Les défauts psychologiques de l'homo-oeconomicus de l'école néo-classique
Pour la plupart des économistes du courant dominant, le cerveau est une "boîte noire" inaccessible. La théorie contemporaine s’est ainsi limitée à un a priori méthodologique avec l'hypothèse de comportements des individus qui sont censés correspondre à la satisfaction de leurs préférences. Les êtres humains agissent "comme s'ils" raisonnaient de la façon dont le modèle de comportement, quelquefois compliqué, leur demande d'agir (le comportement de l'optimisation sous contrainte est un exemple).
L'essor de l'économie comportementale et expérimentale
Peu satisfaits par le "dictat" de la rationalité de l'homo-oeconomicus, les théoriciens de la psychologie économique ont mis en place de nouvelles méthodes d'investigation (enquêtes, études de terrain, expérimentation, modélisation, etc.) basées sur l'observation expérimentale en laboratoire. Les résultats expérimentaux montrent que les comportements observés en laboratoire ne confirment pas l'hypothèse de la rationalité ni l'égoïsme des individus et en appellent à une remise en cause de ces hypothèses.
Les principaux résultats de la psychologie économique s'observent dans le domaine du comportement économique individuel (processus de décision, aversion au risque et à l’ambiguïté, prise en compte des heuristiques ou des processus affectifs...) et dans le cas des interactions sociales (coopération, négociation, confiance, etc.).
Dès la fin du 19e siècle, des auteurs comme le français Gabriel Tarde[1], puis George Katona aux Etats-Unis au début du XXème siècle, ont souligné le rôle clef que pouvait jouer la psychologie économique. C'est grâce aux travaux lancés par Herbert Simon, puis par Daniel Kahneman et Vernon L. Smith, que la psychologie économique prend véritablement son essor à partir du milieu du 20e siècle. Les travaux des psychologues Daniel Kahneman et Amos Tversky ont été particulièrement utiles pour porter l'économie comportementale à l'attention des économistes. Leur essai pionnier, en 1973[2], sur les expériences psychologiques se sont révélées utiles pour tester le postulat de la rationalité en économie. Leur essai sur la "psychologie de la prédiction", démontre que les êtres humains sont de pauvres Bayésiens. Leurs études empiriques ont découvert de nombreuses violations du principe de domination et d'invariance concernant l'axiome de l'utilité. Ils ont démontré des biais systématiques dans les situations à risque. Par conséquent, ils ont rejeté le modèle standard de l'utilité subjective espérée, et ils ont proposé la théorie des perspectives[3] pour son remplacement.

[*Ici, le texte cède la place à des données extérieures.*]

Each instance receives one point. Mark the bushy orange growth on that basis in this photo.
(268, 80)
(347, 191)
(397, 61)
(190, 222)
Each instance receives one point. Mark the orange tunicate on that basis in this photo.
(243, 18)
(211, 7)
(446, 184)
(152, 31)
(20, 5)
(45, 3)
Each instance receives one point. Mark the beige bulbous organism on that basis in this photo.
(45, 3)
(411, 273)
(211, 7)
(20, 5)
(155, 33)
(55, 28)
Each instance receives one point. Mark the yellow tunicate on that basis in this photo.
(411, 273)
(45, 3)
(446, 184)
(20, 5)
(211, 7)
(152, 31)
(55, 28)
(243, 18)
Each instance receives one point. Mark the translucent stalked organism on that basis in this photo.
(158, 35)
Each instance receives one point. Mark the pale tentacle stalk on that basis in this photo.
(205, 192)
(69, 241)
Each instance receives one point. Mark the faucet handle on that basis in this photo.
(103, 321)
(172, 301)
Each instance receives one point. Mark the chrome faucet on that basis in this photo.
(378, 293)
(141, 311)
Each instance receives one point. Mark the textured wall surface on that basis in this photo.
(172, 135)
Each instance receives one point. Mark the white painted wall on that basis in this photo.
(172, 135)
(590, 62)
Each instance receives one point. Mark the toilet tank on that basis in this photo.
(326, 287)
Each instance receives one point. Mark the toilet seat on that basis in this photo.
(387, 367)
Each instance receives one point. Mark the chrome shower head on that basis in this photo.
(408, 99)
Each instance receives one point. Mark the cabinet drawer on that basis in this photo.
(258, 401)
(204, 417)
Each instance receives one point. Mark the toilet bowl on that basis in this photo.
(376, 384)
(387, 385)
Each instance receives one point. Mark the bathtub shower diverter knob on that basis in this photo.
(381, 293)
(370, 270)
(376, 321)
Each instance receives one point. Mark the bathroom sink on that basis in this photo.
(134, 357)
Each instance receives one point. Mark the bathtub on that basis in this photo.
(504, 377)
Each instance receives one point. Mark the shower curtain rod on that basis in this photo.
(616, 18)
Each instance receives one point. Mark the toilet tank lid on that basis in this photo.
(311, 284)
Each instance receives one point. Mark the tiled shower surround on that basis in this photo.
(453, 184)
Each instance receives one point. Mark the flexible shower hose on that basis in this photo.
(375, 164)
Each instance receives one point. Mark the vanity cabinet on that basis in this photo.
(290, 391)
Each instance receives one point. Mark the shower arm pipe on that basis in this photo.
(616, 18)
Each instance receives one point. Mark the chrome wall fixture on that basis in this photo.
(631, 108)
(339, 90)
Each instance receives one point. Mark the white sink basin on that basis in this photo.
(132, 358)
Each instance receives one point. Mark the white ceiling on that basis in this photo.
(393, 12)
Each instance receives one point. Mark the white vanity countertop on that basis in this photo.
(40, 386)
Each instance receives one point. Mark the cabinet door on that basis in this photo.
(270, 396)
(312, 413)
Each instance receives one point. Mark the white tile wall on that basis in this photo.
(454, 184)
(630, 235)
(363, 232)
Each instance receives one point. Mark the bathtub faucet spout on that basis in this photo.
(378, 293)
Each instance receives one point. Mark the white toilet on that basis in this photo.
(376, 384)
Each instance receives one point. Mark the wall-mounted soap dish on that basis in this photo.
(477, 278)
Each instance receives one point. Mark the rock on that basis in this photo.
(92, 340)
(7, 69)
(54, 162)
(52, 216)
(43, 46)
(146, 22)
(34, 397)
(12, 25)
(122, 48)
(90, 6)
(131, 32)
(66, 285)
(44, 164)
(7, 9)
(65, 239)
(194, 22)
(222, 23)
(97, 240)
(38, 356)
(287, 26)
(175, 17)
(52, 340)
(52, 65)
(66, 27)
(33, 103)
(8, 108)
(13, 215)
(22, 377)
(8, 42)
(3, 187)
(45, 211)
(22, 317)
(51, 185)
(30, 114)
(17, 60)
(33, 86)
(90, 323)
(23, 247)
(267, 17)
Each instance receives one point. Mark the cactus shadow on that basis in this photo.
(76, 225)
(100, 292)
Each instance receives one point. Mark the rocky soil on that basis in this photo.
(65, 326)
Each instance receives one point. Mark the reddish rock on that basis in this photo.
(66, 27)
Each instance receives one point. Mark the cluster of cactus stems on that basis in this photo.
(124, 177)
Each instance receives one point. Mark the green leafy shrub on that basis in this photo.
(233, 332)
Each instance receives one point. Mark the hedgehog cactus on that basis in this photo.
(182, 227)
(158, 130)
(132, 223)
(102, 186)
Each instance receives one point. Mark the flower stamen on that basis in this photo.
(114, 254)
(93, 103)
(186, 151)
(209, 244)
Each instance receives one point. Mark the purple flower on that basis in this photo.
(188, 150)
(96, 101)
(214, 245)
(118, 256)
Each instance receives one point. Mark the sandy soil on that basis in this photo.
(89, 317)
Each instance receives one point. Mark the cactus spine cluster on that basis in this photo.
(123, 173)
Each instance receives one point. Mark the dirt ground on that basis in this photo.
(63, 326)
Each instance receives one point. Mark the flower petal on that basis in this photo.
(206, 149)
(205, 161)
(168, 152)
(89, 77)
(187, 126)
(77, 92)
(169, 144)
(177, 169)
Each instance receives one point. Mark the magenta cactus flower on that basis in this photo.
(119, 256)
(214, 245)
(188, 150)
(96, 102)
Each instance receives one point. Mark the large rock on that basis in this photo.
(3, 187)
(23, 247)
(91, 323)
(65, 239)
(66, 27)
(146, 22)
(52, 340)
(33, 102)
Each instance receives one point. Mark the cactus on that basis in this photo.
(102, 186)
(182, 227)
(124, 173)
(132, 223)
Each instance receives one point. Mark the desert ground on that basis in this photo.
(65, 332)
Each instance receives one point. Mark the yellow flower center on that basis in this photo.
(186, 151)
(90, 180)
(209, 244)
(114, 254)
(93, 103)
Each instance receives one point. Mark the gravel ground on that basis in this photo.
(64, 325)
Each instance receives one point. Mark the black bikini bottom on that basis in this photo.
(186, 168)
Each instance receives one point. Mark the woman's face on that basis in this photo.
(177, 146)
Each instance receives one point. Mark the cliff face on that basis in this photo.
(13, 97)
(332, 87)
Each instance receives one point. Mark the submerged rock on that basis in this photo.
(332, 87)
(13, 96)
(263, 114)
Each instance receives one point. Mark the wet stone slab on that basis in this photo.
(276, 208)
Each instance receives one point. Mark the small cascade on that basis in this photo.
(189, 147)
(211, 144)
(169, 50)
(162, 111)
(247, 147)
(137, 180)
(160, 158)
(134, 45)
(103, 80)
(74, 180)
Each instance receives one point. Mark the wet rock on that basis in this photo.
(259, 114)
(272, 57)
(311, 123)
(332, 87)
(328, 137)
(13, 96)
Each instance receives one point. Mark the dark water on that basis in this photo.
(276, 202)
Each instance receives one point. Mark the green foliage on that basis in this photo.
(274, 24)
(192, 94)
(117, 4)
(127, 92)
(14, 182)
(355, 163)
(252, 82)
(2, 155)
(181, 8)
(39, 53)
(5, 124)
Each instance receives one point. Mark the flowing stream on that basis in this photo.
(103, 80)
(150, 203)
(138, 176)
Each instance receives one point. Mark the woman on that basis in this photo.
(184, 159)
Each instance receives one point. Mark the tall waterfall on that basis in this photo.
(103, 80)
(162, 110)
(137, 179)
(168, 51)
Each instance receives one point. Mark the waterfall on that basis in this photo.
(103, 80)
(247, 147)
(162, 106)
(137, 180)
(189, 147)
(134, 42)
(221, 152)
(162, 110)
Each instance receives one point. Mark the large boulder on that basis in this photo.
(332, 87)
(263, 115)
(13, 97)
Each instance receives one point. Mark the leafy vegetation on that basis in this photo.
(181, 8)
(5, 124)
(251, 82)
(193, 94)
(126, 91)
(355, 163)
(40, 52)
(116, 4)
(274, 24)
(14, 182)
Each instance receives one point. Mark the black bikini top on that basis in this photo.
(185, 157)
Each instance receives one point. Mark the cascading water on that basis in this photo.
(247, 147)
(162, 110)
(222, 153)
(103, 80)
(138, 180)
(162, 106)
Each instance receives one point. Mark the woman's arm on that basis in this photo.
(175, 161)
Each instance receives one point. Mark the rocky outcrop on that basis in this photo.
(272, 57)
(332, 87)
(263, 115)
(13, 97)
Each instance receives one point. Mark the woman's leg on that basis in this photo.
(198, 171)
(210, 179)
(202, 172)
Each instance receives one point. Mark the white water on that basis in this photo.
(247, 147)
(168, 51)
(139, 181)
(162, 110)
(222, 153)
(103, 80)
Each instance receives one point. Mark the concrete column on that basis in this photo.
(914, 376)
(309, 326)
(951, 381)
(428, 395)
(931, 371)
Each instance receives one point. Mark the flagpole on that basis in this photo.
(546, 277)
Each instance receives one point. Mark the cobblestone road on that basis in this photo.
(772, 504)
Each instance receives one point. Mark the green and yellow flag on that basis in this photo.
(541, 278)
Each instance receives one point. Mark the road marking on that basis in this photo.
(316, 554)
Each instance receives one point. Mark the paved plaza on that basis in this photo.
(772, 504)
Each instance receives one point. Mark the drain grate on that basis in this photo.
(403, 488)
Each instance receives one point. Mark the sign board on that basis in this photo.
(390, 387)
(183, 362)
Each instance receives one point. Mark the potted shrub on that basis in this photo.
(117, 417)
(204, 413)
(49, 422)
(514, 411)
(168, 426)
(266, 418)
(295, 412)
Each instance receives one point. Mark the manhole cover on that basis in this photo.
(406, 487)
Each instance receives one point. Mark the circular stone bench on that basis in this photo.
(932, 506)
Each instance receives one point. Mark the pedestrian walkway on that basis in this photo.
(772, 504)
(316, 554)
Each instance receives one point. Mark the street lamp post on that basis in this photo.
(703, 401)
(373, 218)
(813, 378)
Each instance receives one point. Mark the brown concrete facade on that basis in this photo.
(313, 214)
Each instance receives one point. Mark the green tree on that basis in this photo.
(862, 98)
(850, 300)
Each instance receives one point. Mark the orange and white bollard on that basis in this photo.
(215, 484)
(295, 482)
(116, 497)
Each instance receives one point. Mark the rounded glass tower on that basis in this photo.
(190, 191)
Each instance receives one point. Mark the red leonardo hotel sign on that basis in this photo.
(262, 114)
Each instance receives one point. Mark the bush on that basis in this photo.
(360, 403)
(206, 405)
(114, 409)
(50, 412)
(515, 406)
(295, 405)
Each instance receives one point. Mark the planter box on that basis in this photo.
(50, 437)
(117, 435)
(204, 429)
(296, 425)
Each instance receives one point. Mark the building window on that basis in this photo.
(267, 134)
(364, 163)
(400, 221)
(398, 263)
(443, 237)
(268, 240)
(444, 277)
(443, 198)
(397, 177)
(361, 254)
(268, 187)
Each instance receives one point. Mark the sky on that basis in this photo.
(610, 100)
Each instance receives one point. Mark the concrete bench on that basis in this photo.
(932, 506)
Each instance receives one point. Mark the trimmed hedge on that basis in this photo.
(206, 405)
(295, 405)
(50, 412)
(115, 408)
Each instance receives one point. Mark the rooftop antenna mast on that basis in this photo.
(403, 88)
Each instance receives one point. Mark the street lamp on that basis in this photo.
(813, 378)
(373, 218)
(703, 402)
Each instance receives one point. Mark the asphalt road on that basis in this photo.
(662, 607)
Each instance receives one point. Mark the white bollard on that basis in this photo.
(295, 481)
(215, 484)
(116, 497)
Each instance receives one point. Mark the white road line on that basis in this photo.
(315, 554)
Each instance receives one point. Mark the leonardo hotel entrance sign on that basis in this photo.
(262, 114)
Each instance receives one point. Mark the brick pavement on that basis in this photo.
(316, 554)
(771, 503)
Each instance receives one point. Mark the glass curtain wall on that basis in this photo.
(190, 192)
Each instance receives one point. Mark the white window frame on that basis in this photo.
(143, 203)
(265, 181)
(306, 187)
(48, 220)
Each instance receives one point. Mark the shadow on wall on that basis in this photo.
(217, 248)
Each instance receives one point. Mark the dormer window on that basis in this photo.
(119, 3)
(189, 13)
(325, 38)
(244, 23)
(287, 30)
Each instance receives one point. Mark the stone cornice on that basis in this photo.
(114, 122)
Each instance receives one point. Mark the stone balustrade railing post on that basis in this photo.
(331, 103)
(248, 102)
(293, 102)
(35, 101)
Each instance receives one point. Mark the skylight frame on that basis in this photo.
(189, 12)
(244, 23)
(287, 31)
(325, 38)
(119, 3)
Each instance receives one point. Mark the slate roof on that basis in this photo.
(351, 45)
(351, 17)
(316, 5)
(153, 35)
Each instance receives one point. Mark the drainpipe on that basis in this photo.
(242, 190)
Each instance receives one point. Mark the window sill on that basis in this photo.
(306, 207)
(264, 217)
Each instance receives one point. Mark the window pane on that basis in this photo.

Des traces autrichiennes de la psychologie économique
Avant l'avènement du marginalisme mathématique prôné par Léon Walras et Stanley Jevons, la science économique disposait déjà d'une véritable tradition de psychologie économique. Au 17e jusqu'au 19e siècle, on trouve de nombreux auteurs érudits qui sont tout à la fois des philosophes, des historiens, des économistes, des politistes et des juristes. Les économistes classiques comme Jeremy Bentham ou Adam Smith sondaient attentivement les motivations humaines à l'origine des comportements économiques. Carl Menger, fondateur de l'école autrichienne, se différenciant des autres économistes marginalistes, est l'exemple le plus représentatif d'une préoccupation des fondations psychologiques des besoins des êtres humains et de leurs répercussions en économie.
Selon les auteurs de l'école autrichienne, les modèles économiques, dérivés de l'homo œconomicus, sous-tendent un certain nombre de calculs rationnels qui présupposent une relation spécifique entre les moyens et les fins. Pour cela, l'économie politique ne repose pas sur des hypothèses correctes, mais sur des hypothèses partiellement vraies. En créant l'idée de l'homme économique, John Stuart Mill a donc déformé l'idée conceptuelle de la nature humaine.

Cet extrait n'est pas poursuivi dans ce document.